Last week, as part of my role as an admin for the Reading chapter of Urban Sketchers, I attended a community workshop taught by Isabel Carmona. You can read my write-up of the community workshops generally over on the Urban Sketchers Reading blog, here I’d like to show my own work from the day.
There were two parts to the workshop – the first concentrated on line and defining space via a skyline and a ground line with all solid objects between these limits and details only added there. The second part also concentrated on the objects between sky and ground but first defined them quickly using solid shapes (by scribbling with passion!) and only added line to include information not already defined by the solids (so no outlining of objects that already have a shape defined by the blocks of colour).

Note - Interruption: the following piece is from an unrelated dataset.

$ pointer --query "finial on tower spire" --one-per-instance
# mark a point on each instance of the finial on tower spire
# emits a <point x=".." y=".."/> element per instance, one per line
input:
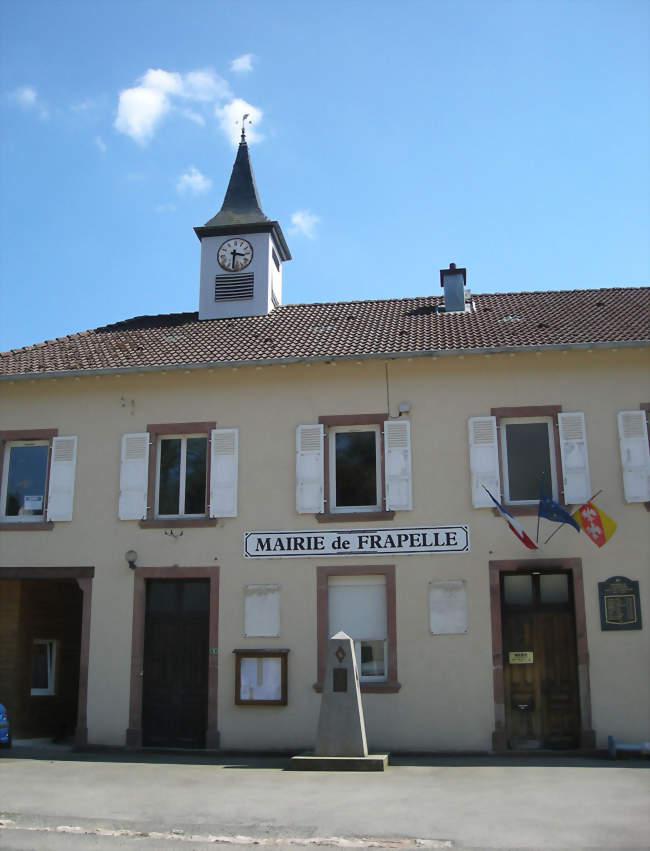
<point x="243" y="127"/>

The first exercise involved repeatedly drawing continuous contour skylines without looking at the paper, noting how our speed of observation changes each time and how we might pick up on different details each time. Isabel described this exercise as taking a line for a walk and yoga for sketchers 🙂
We then added a ground line and reconciled the two while filling in the central details.

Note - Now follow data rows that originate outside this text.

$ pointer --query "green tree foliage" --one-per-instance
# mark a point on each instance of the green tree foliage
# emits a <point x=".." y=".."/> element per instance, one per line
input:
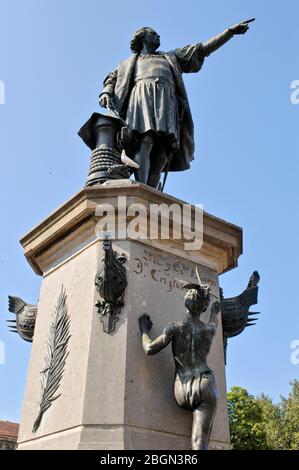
<point x="258" y="423"/>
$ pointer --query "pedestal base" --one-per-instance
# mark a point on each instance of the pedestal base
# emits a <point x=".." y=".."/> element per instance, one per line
<point x="113" y="396"/>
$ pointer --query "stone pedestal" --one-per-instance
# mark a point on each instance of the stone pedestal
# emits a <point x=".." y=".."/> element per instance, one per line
<point x="113" y="396"/>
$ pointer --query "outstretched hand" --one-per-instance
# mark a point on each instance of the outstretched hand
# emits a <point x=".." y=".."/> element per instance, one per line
<point x="145" y="323"/>
<point x="105" y="100"/>
<point x="240" y="28"/>
<point x="216" y="307"/>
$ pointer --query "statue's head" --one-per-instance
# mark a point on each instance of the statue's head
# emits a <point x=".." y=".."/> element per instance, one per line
<point x="198" y="297"/>
<point x="145" y="35"/>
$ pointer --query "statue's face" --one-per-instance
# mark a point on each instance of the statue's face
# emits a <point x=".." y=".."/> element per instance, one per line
<point x="196" y="302"/>
<point x="152" y="39"/>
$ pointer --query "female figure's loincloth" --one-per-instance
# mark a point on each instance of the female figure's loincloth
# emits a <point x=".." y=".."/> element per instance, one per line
<point x="192" y="392"/>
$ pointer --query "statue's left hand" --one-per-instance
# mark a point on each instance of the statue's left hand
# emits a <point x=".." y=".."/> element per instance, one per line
<point x="145" y="323"/>
<point x="240" y="28"/>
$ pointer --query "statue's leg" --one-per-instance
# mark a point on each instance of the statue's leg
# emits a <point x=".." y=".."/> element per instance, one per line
<point x="203" y="415"/>
<point x="158" y="164"/>
<point x="142" y="156"/>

Next was defining the space through solids. We were to consider the weight and opacity of objects as we filled in the space, using different colours as we liked. My first piece I went a bit mad with colour but then settled for two colours in the second piece which seemed to work better – one colour for buildings / street furniture, and another colour for nature – trees, birds, people, etc.
The final exercise added linework back into the solid approach to define details and add needed information.
Isabel was great at helping us all to understand the scene in front of us, encouraged us to capture people even as they passed quickly by, and helped us to create a feeling of depth in our work by including objects and people close to us as well as the distant scene.
The day after the workshop I had a few more goes on my own trying to keep in mind the sky and ground line boundaries and the creation of depth. The techniques also apply very well to interior scenes as you can see in the above line sketch.